The best performance in the comparison experiments is achieved by the linear regression model using input of the leading 16 PCs of the circulation field (r = 0.81, RMSE = 6.98).
Q5. What are the two modules used to improve the performance of the model?
The authors include the dropout (Srivastava et al., 2014) and batchnormalization (Ioffe & Szegedy, 2015) modules to enhance the model's performance.
Q6. How is the CNN model used to extract the salient features from the resolved dynamical field?
the kernels that are used to extract the salient features from the resolved dynamical field are optimized by backpropagating the precipitation estimation error through the convolutional layers.
Q7. What is the main reason for using a data-driven model?
The computational demanding components in numerical simulations can be replaced by data-driven model counterparts to accelerate the simulation without significant loss of accuracy.
Q8. How many PCs are used in the simulations?
The authors carry out simulations using input composed of the leading 2, 8, 16, 64, and 256 PCs of the circulation field data, as well as simulations using the raw circulation field data.
Q9. What is the way to guarantee the model's robustness?
To guarantee model's robustness with respect to parameter initialization, the authors carry out several implementations with different parameter initializations.
Q10. How many sample grids are used to test the applicability of the model for different climate?
2308To test the applicability of the model for different climate conditions, the authors selected 14 sample grids that roughly cover the characteristic climate divisions of the contiguous United States.
Q11. How many convolutional layers are included in the default network?
The kernel size of the included convolutional layers is set to 20 × c × 4 × 4, where c is the channel number of the previous layer.
Q12. What are the predictors used for building the network models?
The predictors used for building the network models are the GPH and PW field data from the National Centers for Environmental Prediction (NCEP) North American Regional Reanalysis (NARR) data set (Mesinger et al., 2006).
Q13. How do the authors determine the accuracy of the CNN model?
By varying the receptive field of the convolutional layers, the authors verify that the CNN model outperforms conventional fully connected ANN SD in estimating precipitation through explicit encoding of local spatial circulation structures.

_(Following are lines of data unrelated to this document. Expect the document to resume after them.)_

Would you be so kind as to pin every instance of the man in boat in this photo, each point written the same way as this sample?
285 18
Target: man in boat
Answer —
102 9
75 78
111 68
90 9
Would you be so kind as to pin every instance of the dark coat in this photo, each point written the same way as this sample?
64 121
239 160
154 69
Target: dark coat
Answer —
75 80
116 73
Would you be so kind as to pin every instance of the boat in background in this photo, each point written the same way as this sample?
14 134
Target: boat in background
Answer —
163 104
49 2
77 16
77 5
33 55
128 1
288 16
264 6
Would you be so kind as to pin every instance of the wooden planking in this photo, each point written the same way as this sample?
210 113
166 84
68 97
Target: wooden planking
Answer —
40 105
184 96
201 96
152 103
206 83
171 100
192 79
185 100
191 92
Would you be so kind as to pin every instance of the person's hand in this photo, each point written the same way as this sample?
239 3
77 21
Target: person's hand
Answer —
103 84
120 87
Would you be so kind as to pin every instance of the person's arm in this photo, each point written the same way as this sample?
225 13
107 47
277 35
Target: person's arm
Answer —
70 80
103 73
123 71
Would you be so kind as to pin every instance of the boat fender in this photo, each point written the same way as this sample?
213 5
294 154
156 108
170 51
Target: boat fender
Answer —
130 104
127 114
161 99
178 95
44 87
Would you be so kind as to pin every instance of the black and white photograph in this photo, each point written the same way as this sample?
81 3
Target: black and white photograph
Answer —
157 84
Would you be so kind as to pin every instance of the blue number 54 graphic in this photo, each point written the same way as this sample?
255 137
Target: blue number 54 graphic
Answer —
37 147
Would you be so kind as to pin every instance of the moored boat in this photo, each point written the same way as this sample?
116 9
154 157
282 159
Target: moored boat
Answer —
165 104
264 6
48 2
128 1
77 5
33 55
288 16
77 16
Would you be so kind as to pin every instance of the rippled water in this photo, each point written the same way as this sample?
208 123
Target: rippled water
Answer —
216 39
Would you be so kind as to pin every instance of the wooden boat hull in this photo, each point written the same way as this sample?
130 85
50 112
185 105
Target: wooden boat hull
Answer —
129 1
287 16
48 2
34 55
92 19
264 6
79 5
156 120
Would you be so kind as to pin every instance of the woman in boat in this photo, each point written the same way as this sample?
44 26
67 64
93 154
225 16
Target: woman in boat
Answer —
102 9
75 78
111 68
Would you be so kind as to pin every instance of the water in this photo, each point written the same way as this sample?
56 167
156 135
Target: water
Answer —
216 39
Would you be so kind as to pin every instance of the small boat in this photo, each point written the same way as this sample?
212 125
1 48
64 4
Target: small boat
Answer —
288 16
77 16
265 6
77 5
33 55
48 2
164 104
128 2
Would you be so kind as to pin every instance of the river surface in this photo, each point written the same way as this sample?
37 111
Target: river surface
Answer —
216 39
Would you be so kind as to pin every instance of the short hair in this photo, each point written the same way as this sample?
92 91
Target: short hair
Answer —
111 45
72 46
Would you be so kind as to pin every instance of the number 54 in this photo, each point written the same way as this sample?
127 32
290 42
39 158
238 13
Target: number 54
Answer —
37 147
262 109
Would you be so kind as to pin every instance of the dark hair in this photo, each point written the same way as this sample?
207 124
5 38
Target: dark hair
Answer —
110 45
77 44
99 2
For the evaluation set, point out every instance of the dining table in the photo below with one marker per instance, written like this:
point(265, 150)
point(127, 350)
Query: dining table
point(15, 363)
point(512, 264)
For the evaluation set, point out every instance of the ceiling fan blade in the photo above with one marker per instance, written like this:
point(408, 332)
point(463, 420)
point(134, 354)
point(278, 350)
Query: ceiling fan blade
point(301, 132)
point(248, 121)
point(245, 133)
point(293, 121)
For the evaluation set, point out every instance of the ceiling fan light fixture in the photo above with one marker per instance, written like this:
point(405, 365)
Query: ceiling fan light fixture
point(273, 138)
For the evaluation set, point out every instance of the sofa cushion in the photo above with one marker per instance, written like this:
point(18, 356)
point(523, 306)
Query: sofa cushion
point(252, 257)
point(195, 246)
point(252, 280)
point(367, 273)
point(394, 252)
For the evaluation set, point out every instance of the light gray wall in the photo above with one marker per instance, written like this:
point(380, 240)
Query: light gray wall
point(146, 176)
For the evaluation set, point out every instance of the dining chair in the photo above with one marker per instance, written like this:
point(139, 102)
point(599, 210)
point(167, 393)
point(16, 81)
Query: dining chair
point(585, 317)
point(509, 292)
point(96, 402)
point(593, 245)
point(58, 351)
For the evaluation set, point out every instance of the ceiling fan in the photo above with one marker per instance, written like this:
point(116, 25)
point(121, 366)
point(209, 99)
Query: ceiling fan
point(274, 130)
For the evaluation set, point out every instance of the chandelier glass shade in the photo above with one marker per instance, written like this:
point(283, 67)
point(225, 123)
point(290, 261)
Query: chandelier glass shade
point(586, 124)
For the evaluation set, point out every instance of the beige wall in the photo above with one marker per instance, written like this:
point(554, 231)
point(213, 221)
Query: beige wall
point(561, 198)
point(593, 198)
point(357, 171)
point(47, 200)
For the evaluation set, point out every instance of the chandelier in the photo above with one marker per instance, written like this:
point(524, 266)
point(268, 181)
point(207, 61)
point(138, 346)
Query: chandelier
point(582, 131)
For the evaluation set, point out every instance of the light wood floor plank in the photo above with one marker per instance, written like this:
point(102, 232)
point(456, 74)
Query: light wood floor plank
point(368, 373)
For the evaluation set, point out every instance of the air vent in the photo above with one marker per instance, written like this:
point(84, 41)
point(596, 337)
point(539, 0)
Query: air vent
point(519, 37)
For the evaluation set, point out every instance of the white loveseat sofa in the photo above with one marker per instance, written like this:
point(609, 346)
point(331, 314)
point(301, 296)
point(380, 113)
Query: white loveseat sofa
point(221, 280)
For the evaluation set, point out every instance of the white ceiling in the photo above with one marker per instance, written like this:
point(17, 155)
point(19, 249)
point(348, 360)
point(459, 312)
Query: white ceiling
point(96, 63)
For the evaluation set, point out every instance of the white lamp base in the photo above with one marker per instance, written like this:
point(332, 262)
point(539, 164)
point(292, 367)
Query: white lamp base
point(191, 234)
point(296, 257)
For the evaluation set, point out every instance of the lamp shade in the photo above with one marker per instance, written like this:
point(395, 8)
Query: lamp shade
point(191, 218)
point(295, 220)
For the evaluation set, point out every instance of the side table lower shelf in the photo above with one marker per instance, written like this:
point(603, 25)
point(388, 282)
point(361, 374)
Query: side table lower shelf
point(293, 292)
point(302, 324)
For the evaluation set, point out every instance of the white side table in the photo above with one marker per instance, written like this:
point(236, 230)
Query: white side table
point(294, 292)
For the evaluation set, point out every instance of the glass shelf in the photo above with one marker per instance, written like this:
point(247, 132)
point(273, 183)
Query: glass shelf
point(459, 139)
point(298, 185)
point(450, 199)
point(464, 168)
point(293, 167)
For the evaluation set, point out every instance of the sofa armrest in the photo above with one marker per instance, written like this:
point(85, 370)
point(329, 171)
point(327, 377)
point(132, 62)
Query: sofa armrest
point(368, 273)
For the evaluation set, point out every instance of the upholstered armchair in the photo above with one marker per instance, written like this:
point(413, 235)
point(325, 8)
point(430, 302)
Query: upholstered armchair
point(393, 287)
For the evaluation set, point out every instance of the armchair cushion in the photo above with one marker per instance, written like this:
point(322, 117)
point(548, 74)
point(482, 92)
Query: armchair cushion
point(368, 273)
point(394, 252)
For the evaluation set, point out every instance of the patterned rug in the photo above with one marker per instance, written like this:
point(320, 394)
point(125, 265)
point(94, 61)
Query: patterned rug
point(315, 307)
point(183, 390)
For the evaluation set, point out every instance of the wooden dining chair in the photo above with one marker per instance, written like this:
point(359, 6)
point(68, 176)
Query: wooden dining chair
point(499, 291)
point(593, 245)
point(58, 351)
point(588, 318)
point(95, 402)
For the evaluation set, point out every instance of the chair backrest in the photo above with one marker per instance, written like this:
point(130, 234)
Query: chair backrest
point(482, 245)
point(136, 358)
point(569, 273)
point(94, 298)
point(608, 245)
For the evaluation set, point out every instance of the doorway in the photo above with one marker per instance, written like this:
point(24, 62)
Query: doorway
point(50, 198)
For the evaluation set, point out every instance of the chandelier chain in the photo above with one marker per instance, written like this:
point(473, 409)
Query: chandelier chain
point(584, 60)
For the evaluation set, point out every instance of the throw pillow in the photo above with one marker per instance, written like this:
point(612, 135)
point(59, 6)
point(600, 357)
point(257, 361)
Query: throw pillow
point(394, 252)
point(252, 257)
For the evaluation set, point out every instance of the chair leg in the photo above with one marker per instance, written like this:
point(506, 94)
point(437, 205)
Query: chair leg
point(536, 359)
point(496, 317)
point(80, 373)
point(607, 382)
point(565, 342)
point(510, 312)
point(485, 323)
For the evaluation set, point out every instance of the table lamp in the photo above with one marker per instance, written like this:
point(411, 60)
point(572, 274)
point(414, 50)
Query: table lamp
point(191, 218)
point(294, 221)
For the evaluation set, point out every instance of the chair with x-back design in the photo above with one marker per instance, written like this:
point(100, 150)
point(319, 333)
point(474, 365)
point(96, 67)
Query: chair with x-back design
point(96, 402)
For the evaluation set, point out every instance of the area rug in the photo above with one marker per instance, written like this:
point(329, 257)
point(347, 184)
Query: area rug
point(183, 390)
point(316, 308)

Q14. What is the reason why the CNN model shows worse performance?
For the middle part of the continent, the CNN model shows slightly worse performance, which can be attributed to model overfitting when there are limited precipitation samples for training the model.
Q15. How deep is the CNN model constructed?
The deeper CNN models are constructed by adding two/four extra convolutional layers before the first pooling layer for the default network architecture in Figure 4.
Q16. How does the DNN improve the capacity of the model to process high-dimensional data?
This is achieved by utilizing the inner structure of the data to reduce the model structural redundancy and foster effective information extraction.